As we have selected data from 2020, let’s now make a rough-and-ready reproduction of Figure 3 from Bertozzi-Villa et al. (2021). Xarray includes some built-in plotting functionality, which we are making use of here by calling the .plot() method. The cmap parameter provides a colour map to convert the data values into colours. I’ve chosen colour maps to try and match the original figure from the paper.

ds_itn_2020["itn_access_mean"].plot(vmin=0, vmax=1, cmap="YlGnBu");

../_images/19512ee8d67a41698c7f269474ab033541162c5347ec108c68e5743a8f58cff1.png

ds_itn_2020["itn_use_rate_mean"].plot(vmin=0, vmax=1, cmap="Spectral");

../_images/5a0adb8264800b28b3656f13c82ce844472735802501a295be70bc51fbdd205e.png

ds_itn_2020["itn_per_capita_mean"].plot(vmin=0, vmax=1, cmap="YlOrBr");

../_images/66676664206ef7d8dd4c95ebfad1b1983ee4e2dba0e8ec902253f1893aba1195.png

You can also select data for a range of years. E.g., select data from 2018 to 2020.

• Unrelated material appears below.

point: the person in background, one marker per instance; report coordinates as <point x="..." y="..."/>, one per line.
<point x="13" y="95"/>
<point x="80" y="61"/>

ds_itn_2018_2020 = ds_itn.sel(year=slice(2018, 2020))
ds_itn_2018_2020

<xarray.Dataset> Size: 141MB
Dimensions:              (year: 3, lat: 1741, lon: 1681)
Coordinates:
  * lon                  (lon) float64 13kB -17.98 -17.94 -17.9 ... 51.98 52.02
  * lat                  (lat) float64 14kB 37.52 37.48 37.44 ... -34.94 -34.98
  * year                 (year) int64 24B 2018 2019 2020
Data variables:
    itn_access_mean      (year, lat, lon) float32 35MB dask.array<chunksize=(1, 1741, 1681), meta=np.ndarray>
    itn_per_capita_mean  (year, lat, lon) float32 35MB dask.array<chunksize=(1, 1741, 1681), meta=np.ndarray>
    itn_use_mean         (year, lat, lon) float32 35MB dask.array<chunksize=(1, 1741, 1681), meta=np.ndarray>
    itn_use_rate_mean    (year, lat, lon) float32 35MB dask.array<chunksize=(1, 1741, 1681), meta=np.ndarray>
Attributes:
    title:       Maps and metrics of insecticide-treated net access, use, and...
    creator:     The Malaria Atlas Project
    references:  https://malariaatlas.org/research-project/metrics-of-insecti...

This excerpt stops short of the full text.